Schuldenabbau in Rostock: Neue Saison verspricht Rekord-Budget
Der F.C. Hansa Rostock steckt weiterhin in der sportlichen Misere. Wirtschaftlich vermeldete die Kogge hingegen gute Nachrichten, denn die Schulden gegenüber Investor Rolf Elgeti konnten per Sondertilgung verringert werden. In der neuen Saison wird Vorstandsvorsitzender Robert Marien mit einem Rekord-Etat planen - in beiden Ligen.
Schuldenberg sinkt auf 12,6 Millionen Euro
An der Ostsee laufen einige Dinge richtig gut. So darf sich die Hansa-Kogge über den höchsten Zuschauerschnitt seit 1995 freuen, sowie ein "enormes Mitgliederwachstum" für sich verzeichnen. Auch die Zahlen im Merchandising und in der Vermarktung liegen auf Rekordkurs. Dadurch konnte kürzlich eine Sondertilgung von 1,9 Millionen Euro an Investor Rolf Elgeti geleistet werden. "Wir hatten eigentlich etwa eine Million Tilgung vorgesehen. Wegen des guten Geschäftsergebnisses haben wir uns entschlossen, den Betrag fast zu verdoppeln", verkündete Vorstandsvorsitzender Robert Marien in der "Bild"-Zeitung. Der Schuldenberg der Rostocker sinkt auf 12,6 Millionen Euro.
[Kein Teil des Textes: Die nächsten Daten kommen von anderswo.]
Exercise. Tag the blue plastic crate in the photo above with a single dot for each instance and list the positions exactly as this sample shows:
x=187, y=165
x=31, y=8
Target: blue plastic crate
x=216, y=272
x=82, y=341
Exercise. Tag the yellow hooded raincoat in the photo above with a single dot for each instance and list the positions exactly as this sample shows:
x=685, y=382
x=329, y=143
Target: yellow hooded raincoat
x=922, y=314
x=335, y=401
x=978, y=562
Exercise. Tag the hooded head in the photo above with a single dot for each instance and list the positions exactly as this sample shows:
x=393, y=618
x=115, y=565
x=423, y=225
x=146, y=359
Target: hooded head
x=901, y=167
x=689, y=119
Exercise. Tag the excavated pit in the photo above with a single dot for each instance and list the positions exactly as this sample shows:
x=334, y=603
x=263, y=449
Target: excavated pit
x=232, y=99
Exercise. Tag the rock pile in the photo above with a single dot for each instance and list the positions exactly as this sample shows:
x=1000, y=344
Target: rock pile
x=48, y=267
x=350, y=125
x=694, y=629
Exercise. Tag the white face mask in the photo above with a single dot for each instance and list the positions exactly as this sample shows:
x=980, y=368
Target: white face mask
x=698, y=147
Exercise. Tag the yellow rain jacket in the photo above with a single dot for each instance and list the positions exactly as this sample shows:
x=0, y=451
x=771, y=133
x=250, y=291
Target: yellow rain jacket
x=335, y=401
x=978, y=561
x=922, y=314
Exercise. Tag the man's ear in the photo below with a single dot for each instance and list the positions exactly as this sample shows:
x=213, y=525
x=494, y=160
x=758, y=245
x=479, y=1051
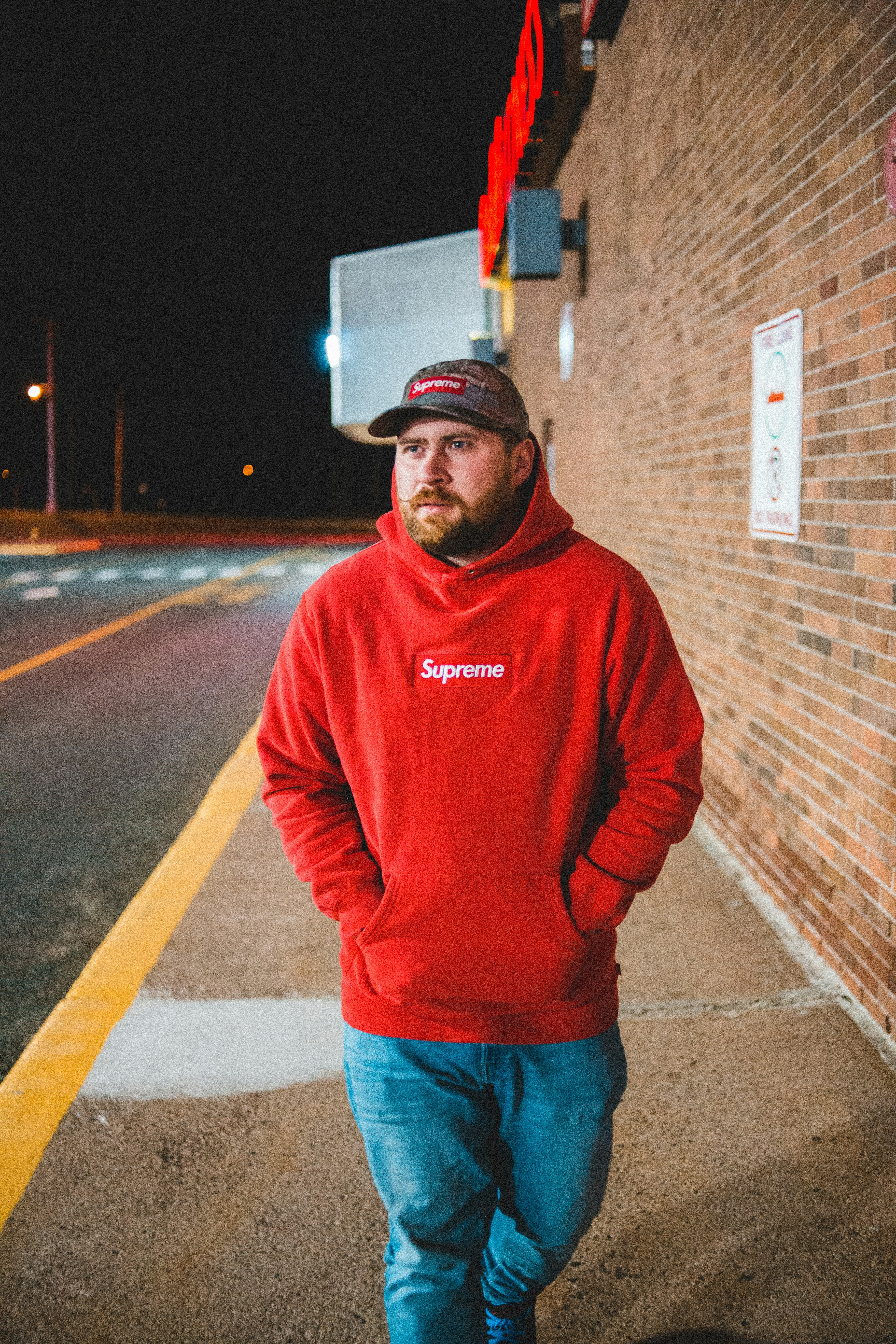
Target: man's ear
x=523, y=462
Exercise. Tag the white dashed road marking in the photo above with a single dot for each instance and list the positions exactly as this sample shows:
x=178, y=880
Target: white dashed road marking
x=35, y=595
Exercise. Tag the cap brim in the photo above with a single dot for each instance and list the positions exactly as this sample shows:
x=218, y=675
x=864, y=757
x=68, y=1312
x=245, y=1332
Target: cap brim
x=393, y=421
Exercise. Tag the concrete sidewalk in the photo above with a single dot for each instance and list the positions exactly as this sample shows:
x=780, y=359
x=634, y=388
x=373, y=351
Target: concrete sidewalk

Hätte Hansa die Extra-Summer lieber in den Kader investieren sollen? Als Tabellenvorletzter geht die Kogge in den Endspurt der Saison. "Wir teilen jeden Euro, den wir mehr einnehmen, in vier Bereiche auf: Modernisierung, Sanierung, sportliche Wettbewerbsfähigkeit, Schuldenabbau. Und das Kader-Budget wurde bis heute nicht komplett ausgeschöpft", erklärte Marien bezüglich der Möglichkeiten. Für eine Zukunft auf finanziell soliden Füßen dürften die Entscheidungen nachvollziehbar sein. Zumal Rostock mit einem Rekord-Etat für die kommende Saison planen kann.
Rekord-Etats in beiden Ligen möglich
Beim Klassenerhalt würde Hansa mit einem Etat von 35,8 Millionen Euro in die neue Spielzeit gehen. Ein Gewinn von zwei Millionen Euro wird dahingehend kalkuliert. "Und das ist nicht zu offensiv geplant, da stecken noch Chancen drin", versprach Marien. Auch weitere Sondertilgungen könnten dann möglich sein, was in der 3. Liga nicht der Fall wäre. Dort hätten die Rostocker zwar ebenfalls ein rekordverdächtiges Budget von 23,6 Millionen Euro, würden aber auch einen Verlust von 1,7 Millionen einplanen müssen.
"Weil wir den Kostenapparat nicht im gleichen Rahmen senken könnten wie die Einnahmen, beim Stadion zum Beispiel können wir nichts reduzieren. Aber im sportlichen Bereich, im Nachwuchs und in der Verwaltung würde es nicht ohne Einschnitte gehen. Das zeigt eben – ohne Druck zu machen – dass es um Existenzen geht", blickte Marien voraus. Fernsehgelder, Werbeerlöse und Zuschauereinnahmen werden geringer ausfallen, sodass rund zwölf Millionen Euro an Einnahmen fehlen könnten. Umso wichtiger wäre für die wirtschaftliche Situation der Kogge, dass die Profi-Mannschaft am Sonntag (13:30 Uhr) gegen Kiel den zweiten Sieg der Rückrunde einfährt.